Risk Management Steps
According to ISO 14971, risk management of medical devices involves 4 steps:
- Risk Analysis
- Risk Evaluation
- Risk Control
- Residual Risk Evaluation
Risk Assessment = Risk Analysis + Risk Evaluation
ISO 14971 dictates the responsibility of the management for implementing the risk management process. According to ISO 14971, the management should provide the adequate resources and assign the qualified personnel for risk management.
Moreover, the top management is responsible for defining and determining the criteria for risk acceptability.
I will solve a case study involving the design of an exoskeleton for lower limb rehabilitation and document the risk management steps for this.
1. Risk Analysis
These are the three tools typically used in Risk Analysis:
- Hazard analysis
- Fault Tree Analysis (FTA)
1.1. Hazard Analysis
Hazards are potential damage to the user or the environment because of the use of medical devices. ISO 14971 Annex C contains examples of hazards associated with use of medical devices.

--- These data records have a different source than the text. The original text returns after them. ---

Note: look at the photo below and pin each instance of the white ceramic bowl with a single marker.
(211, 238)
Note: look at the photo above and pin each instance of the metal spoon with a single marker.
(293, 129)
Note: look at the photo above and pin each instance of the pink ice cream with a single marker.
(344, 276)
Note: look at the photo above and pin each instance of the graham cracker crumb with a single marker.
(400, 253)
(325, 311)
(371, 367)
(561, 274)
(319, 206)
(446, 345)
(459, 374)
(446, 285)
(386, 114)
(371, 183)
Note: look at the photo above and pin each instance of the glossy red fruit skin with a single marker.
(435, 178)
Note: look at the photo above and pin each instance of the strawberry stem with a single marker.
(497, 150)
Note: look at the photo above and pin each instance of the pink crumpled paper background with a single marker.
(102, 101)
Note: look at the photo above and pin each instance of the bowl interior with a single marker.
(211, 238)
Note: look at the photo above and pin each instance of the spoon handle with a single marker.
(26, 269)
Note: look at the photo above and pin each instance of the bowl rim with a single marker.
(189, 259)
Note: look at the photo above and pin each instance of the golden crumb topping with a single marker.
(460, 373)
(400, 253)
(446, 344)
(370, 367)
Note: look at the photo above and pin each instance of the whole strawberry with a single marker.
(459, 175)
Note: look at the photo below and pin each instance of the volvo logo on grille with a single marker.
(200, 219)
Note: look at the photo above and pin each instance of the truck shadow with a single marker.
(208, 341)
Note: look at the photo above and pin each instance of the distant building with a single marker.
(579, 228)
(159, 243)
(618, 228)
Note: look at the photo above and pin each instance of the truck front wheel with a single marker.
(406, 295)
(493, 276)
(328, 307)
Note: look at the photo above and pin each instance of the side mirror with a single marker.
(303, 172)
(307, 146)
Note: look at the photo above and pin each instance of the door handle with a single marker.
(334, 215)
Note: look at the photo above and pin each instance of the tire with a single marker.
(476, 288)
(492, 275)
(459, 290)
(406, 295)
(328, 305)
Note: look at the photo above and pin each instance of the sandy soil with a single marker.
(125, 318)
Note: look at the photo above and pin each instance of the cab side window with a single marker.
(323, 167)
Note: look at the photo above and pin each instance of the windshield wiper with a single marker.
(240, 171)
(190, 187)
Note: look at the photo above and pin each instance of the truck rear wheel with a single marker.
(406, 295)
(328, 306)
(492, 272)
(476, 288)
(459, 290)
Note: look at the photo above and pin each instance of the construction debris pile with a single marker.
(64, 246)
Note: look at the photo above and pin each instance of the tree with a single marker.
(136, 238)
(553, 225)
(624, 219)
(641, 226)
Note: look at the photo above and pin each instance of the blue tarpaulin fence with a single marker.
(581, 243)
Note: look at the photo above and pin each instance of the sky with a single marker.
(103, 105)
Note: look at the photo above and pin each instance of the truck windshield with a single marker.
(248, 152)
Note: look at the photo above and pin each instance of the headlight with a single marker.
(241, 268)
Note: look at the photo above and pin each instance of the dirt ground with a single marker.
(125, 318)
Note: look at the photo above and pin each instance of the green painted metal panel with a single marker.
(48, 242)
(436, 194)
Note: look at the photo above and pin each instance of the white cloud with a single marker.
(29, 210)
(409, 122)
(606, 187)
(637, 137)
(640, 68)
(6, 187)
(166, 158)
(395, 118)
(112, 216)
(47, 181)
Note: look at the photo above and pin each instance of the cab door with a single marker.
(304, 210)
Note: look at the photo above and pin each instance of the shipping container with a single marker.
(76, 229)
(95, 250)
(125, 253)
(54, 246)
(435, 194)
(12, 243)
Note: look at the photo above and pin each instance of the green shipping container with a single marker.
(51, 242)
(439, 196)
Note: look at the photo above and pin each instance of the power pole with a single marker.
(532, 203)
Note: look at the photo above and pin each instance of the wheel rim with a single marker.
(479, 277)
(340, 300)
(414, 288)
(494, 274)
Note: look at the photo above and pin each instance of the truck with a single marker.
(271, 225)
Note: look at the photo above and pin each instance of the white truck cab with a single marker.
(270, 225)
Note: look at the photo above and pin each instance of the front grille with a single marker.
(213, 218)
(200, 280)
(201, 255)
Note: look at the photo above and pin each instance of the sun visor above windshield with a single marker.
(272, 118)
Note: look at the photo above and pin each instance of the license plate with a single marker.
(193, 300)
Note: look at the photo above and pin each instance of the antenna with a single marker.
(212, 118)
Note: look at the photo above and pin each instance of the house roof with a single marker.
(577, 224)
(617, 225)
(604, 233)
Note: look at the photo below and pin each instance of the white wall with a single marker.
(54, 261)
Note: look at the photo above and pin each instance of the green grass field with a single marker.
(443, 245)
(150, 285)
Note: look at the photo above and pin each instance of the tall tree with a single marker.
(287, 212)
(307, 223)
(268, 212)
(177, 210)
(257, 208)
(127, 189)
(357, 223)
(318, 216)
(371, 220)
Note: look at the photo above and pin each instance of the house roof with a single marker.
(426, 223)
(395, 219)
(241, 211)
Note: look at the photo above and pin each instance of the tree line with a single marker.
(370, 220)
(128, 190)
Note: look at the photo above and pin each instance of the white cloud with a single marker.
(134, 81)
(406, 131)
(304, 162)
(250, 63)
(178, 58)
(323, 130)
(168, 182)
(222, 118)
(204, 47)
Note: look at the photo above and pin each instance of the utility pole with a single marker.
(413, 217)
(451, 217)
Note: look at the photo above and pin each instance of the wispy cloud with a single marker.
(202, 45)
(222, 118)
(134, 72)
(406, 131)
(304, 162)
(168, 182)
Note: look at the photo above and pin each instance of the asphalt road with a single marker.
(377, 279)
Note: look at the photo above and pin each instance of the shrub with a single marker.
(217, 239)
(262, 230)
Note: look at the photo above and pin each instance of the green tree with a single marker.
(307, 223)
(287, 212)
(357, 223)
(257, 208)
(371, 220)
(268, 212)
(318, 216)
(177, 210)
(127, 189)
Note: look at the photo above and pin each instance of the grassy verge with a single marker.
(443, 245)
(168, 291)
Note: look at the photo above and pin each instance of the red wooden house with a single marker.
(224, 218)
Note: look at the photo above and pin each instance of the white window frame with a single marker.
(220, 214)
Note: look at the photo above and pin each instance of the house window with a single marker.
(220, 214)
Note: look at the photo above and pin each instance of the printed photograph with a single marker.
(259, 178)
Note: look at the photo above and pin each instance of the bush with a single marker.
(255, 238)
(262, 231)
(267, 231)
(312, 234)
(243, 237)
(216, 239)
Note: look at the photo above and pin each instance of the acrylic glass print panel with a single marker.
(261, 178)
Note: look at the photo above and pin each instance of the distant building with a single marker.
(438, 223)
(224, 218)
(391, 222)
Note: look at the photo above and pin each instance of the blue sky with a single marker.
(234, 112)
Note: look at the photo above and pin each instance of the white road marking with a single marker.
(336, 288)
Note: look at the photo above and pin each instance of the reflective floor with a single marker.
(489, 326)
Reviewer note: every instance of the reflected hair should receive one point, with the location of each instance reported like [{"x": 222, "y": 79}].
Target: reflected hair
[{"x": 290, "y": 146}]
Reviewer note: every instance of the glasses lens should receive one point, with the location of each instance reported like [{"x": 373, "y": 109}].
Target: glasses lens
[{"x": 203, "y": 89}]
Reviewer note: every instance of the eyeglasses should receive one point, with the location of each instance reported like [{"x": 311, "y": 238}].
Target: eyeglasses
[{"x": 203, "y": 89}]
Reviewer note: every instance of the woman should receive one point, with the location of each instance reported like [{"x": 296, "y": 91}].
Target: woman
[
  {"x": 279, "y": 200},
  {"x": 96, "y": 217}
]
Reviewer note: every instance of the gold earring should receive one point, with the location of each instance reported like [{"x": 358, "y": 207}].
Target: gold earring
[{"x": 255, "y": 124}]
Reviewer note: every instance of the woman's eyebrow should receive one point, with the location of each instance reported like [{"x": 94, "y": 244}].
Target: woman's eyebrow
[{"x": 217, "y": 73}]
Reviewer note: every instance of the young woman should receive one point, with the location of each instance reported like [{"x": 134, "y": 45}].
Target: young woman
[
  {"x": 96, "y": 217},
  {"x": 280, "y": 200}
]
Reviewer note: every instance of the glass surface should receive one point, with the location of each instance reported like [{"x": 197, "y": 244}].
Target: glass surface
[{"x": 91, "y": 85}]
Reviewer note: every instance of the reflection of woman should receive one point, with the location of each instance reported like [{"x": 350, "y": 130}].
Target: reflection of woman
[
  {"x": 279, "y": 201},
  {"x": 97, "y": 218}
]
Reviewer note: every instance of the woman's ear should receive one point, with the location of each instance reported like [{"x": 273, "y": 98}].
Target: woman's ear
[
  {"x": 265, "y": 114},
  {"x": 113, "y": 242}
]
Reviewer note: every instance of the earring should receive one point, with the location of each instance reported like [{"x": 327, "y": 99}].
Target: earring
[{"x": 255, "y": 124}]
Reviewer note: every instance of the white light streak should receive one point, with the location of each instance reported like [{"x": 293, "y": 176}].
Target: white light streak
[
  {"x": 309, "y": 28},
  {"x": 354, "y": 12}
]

This is a tutorial to help you with FMEA and CAPA in medical device design.
Using only FMEA doesn’t meet the quality requirements as per ISO 14971. This is because FMEA assumes that risks are involved when the device fails. However, there are potential risks of the medical device even without failures.
|Part||Function of part||Potential Failure Mode||Severity||Cause of Failure Mode||Occurrence||Detection Methods or Design Controls||Detection||RPN||CAPA|
|Series Elastic Actuator (SEA)||Transmit force to the joints||Inconsistent torque||7||Lack of planarity between the slots||5||Peer review, literature data for torque required||2||70||Increase the moment arms|
|Moment arm of joint||Provide moment to the rotating parts||Impact loading, yielding, fracture||8||Repeated loading, stress concentration||7||Finite Element Analysis (FEA)||5||280||Increase the part thickness, optimize the design|
According to ISO 14971, manufacturers have the freedom to decide upon the threshold for risk acceptability. Only non-acceptable risks have to be integrated into the overall risk-benefit analysis.
If you are working on a group project, just the way I was working in my internship, it is up to the design team to assign the scores. The relative RPN scores are important. The part with the highest RPN score gets the most attention.